2

I need to "grab" an attribute of a custom HTML tag. I know this sort of question has been asked many times before, but regex really messes with my head, and I can't seem to get it working.

A sample of XML that I need to work with is

<!-- <editable name="nameValue"> --> - content goes here - <!-- </editable> -->

I want to be able to grab the value of the name attribute, which in this case is nameValue. What I have is shown below but this returns a null value.

My regex string (for a Java app, hence the \ to escape the ") is:
"(.)?<!-- <editable name=(\".*\")?> -->.*<!-- </editable> -->(.)?"

I am trying to grab the attribute with quotation marks I figure this is the easiest and most general pattern to match. Well it just doesn't work, any help will help me keep my hair.

Ankur
  • 50,282
  • 110
  • 242
  • 312

4 Answers4

2

Your search is greedy. Use "\<\!-- \<editable name=\"(.*?)\"\> --\>.*?\<\!-- \<\/editable\> --\>" (added ?). Please note that this one will not work correctly with nested <editable> elements.
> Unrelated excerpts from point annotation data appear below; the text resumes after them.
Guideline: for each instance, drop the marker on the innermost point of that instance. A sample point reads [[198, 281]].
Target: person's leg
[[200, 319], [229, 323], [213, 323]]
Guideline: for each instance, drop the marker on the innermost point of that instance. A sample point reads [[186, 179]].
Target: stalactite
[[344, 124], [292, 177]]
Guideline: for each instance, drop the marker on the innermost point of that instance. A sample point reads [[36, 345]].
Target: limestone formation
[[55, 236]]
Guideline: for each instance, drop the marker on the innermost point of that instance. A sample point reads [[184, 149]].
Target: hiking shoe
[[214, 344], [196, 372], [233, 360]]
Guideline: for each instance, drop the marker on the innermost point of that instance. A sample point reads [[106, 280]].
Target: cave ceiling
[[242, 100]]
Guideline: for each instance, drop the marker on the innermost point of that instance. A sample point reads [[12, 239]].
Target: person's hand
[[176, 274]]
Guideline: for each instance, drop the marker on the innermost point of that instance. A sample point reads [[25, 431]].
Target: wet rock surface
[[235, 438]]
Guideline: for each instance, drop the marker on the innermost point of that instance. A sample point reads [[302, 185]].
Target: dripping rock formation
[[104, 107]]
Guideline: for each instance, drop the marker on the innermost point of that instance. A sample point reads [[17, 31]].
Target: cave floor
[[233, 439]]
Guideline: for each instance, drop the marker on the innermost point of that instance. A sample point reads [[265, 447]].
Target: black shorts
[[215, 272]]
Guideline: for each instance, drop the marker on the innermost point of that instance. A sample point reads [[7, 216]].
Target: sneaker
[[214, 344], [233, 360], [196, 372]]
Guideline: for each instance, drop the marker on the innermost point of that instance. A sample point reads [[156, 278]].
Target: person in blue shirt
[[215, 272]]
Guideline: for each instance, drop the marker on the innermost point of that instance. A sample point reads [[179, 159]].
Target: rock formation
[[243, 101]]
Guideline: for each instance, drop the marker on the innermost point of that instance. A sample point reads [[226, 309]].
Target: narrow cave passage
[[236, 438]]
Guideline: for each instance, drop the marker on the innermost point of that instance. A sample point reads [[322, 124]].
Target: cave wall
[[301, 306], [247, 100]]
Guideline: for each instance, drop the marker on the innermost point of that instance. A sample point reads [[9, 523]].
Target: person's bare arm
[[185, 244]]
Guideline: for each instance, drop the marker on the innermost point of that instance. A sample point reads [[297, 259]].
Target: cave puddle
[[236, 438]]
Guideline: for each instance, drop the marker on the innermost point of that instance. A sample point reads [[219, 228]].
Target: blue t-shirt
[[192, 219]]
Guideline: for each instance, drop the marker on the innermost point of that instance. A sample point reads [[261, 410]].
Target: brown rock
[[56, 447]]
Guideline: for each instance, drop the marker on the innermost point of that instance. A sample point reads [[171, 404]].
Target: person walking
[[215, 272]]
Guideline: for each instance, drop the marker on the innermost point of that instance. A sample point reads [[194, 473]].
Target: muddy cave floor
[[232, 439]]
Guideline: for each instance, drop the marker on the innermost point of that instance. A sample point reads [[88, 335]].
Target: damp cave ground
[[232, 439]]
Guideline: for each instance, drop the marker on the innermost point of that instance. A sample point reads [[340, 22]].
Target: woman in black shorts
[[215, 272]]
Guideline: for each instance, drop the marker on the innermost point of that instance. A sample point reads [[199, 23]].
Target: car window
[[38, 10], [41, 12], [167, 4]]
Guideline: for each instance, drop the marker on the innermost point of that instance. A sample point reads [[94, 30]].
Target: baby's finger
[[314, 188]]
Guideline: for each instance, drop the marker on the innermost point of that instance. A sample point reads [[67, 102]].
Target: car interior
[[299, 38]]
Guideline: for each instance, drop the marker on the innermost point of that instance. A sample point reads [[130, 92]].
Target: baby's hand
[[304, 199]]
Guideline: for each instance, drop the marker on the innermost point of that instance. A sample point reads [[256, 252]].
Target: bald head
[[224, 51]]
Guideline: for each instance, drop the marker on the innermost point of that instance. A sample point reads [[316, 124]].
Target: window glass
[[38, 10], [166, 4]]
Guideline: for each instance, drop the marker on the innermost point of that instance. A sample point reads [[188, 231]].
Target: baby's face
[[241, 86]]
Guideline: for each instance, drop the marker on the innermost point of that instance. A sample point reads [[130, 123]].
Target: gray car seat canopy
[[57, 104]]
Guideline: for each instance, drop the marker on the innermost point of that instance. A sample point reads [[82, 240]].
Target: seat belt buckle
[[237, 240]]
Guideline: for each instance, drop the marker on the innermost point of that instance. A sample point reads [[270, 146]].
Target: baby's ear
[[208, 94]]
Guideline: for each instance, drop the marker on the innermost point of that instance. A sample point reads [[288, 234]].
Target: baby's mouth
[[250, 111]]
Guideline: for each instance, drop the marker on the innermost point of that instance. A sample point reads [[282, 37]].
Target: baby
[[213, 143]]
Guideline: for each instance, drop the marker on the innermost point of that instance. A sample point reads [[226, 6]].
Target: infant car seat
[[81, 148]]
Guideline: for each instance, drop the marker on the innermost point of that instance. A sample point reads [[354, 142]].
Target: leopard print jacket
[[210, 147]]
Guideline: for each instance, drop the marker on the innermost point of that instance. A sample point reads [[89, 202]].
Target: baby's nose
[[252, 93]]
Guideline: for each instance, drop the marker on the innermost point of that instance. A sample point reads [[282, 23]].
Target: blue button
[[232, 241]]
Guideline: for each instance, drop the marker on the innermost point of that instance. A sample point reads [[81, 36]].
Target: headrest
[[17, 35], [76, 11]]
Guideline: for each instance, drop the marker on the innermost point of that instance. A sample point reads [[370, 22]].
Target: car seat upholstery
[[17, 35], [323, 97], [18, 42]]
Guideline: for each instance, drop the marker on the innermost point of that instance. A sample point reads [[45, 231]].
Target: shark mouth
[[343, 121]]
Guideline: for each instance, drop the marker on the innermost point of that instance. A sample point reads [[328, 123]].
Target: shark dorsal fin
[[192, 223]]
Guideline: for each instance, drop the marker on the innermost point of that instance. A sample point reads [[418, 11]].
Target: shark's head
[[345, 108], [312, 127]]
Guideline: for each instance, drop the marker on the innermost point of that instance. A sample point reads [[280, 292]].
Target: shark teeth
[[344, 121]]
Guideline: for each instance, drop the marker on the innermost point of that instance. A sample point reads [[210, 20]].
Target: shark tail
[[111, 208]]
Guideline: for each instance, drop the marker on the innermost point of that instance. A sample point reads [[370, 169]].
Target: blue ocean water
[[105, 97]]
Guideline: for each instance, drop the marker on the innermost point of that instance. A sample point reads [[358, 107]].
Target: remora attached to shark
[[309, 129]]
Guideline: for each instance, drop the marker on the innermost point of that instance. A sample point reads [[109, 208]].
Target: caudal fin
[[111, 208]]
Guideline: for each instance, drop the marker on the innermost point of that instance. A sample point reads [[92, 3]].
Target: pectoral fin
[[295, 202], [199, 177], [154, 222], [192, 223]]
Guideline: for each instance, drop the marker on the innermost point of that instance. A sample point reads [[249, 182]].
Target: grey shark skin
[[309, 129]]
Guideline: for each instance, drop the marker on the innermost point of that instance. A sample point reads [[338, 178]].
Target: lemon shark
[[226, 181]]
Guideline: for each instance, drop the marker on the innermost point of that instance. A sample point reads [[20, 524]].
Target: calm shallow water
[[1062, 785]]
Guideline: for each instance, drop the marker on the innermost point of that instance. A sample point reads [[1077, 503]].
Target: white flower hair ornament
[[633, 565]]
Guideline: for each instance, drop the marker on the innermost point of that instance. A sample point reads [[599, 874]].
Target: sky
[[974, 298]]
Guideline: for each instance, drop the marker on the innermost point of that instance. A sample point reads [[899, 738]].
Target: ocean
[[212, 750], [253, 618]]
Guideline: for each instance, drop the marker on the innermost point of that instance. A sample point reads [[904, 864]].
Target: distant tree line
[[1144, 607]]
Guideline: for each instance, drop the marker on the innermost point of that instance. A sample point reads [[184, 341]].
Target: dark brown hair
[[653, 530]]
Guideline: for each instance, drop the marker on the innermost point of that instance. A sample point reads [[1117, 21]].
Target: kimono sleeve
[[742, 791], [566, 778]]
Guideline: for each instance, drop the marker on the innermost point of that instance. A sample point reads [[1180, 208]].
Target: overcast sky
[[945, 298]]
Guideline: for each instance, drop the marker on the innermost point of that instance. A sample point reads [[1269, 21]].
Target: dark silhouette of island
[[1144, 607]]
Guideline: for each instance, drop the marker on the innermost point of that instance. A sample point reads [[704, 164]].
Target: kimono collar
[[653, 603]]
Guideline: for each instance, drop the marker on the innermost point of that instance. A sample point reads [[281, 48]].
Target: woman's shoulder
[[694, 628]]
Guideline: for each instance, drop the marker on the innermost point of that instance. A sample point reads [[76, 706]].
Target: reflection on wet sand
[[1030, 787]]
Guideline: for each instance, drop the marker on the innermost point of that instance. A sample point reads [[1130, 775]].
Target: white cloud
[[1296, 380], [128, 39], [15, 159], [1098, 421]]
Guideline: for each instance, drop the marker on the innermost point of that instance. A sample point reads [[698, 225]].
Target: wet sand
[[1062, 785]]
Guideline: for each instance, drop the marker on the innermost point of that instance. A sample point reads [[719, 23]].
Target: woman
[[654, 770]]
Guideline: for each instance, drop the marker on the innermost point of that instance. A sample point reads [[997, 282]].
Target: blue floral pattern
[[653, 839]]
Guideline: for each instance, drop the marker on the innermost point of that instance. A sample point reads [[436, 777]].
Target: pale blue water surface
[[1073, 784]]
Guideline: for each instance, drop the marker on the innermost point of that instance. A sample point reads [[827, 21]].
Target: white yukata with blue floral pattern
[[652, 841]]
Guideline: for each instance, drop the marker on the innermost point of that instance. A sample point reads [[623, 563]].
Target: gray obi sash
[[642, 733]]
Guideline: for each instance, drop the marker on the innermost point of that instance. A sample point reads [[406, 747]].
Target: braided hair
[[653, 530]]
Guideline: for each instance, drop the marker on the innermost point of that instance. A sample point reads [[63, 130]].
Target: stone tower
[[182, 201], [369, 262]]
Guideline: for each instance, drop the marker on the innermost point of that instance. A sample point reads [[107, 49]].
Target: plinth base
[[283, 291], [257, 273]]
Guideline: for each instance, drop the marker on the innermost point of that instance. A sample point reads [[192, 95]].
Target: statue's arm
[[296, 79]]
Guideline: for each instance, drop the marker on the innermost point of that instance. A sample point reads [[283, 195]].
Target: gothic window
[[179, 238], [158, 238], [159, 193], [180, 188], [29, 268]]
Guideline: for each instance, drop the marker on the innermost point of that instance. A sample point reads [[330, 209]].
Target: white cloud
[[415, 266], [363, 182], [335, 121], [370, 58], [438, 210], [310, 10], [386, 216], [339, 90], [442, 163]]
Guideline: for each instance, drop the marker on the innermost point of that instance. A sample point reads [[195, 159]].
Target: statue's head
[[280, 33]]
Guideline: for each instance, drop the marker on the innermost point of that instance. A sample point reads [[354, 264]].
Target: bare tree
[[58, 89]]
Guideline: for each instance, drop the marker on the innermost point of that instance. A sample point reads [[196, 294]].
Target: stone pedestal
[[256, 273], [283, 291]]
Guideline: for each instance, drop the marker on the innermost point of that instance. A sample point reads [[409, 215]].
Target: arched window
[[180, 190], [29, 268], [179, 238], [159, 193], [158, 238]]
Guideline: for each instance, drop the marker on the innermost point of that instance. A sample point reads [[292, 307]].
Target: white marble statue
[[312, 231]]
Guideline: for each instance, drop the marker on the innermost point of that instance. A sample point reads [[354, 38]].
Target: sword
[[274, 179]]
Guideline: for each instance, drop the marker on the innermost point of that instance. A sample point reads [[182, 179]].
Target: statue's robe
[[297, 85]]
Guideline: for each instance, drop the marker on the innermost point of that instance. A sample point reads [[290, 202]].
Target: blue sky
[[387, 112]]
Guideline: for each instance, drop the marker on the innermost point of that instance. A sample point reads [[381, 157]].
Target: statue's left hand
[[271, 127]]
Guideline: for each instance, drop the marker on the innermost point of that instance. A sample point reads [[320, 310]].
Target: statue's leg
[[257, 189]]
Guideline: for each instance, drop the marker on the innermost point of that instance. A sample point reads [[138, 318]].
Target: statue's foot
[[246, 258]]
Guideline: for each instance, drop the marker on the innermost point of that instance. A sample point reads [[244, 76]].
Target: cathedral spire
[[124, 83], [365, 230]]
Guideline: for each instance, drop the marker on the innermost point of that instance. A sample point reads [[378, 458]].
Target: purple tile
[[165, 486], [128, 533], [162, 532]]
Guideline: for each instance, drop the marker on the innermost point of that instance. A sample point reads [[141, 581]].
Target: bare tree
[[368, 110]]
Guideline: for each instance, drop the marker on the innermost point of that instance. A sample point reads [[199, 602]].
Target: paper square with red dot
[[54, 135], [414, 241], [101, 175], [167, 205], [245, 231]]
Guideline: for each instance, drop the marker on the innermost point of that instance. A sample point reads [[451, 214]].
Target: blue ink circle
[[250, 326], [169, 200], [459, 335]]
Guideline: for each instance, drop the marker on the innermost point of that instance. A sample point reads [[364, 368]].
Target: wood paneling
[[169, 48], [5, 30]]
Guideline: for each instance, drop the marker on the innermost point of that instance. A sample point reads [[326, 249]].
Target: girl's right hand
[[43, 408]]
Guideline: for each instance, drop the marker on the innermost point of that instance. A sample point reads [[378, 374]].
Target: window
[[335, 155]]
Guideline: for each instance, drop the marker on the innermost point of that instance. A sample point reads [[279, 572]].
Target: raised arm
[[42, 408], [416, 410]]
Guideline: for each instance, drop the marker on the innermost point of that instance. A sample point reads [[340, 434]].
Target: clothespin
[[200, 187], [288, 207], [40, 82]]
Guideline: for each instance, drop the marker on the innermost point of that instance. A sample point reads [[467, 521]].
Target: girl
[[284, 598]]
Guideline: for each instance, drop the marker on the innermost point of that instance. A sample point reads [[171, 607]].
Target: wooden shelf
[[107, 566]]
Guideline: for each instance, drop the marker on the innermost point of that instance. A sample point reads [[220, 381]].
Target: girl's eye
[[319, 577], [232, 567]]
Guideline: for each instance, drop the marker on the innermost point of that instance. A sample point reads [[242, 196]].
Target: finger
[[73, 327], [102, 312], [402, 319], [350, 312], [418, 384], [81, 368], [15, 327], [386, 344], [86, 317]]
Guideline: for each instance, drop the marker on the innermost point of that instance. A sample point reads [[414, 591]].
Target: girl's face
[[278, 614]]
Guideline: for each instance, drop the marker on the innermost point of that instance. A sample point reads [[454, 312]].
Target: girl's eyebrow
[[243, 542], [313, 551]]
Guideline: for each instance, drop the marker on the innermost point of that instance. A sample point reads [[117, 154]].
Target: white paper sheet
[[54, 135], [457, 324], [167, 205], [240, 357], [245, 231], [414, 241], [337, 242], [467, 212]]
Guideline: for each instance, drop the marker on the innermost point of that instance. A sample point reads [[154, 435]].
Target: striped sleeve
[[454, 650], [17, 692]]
If you don't want to perform syntax checking, you could also simply go with: "\<\!-- \<editable name=\"(.*?)\"\> --\>" or even "\<editable name=\"(.*?)\"\>" for better simplicity and performance.

Edit: should be

Pattern re = Pattern.compile( "\\<editable name=\"(.*?)\"\\>" );
instanceof me
  • 38,520
  • 3
  • 31
  • 40
  • That doesn't work either. What are the \ for in \?\> -- why would you escape the ? and > characters? – Ankur Jun 17 '09 at 08:41
  • Because those characters can be special characters in a regex. The ? is incorrect though, removed it. And actually in a Java string, I should escape the backslash as well => \\>. – instanceof me Jun 17 '09 at 08:52
  • '<', '>' and '!' don't need to be escaped. – Alan Moore Jun 17 '09 at 12:51
  • ! is used in negative look-ahead pattern and < in look-behind. Indeed, > does not need to be escaped (yet). But it doesn't harm AFAIK, so I often do it anyway. – instanceof me Jun 17 '09 at 15:32
2

I use JavaScript, but it should help to make the expression non-greedy where possible and use not matches instead of any character matches. Not sure how similar regexps are with Java, but instead of using the expression \".*\" try using \"[^\"]*\". That will search for any character within the attribute value that isn't a quote, meaning the expression can't match beyond the attribute value.

Hope that helps

Alan Moore
  • 73,866
  • 12
  • 100
  • 156
Andy E
  • 338,112
  • 86
  • 474
  • 445
  • 1
    +1 for the not-quotes approach. FYI, Java regexes can do everything the JavaScript flavor can, plus a lot more. – Alan Moore Jun 17 '09 at 12:59
  • Thanks. Yeah, I know Javascript's regexes are lacking in some areas lookbehinds, for example. Hopefully that will improve in time. – Andy E Jun 18 '09 at 08:21
2

I don't think you need the (.)?s at the beginning and end of your regex. And you need to put in a capturing group for getting only the content-goes-here bit:

This worked for me:

String xml = "RANDOM STUFF<!-- <editable name=\"nameValue\"> --> - content goes here - <!-- </editable> -->RANDOM STUFF";
Pattern p = Pattern.compile("<!-- <editable name=(\".*\")?> -->(.*)<!-- </editable> -->");
Matcher m = p.matcher(xml);
if (m.find()) {
    System.out.println(m.group(2));
} else {
    System.out.println("no match found");
}

This prints:

 - content goes here - 
Zarkonnen
  • 22,200
  • 14
  • 65
  • 81
0

Regexes are fundamentally bad at parsing HTML (see Can you provide some examples of why it is hard to parse XML and HTML with a regex? for why). What you need is an HTML parser. See Can you provide an example of parsing HTML with your favorite parser? for examples using a variety of parsers.

You may find the answer using TagSoup helpful.

Community
  • 1
  • 1
Chas. Owens
  • 64,182
  • 22
  • 135
  • 226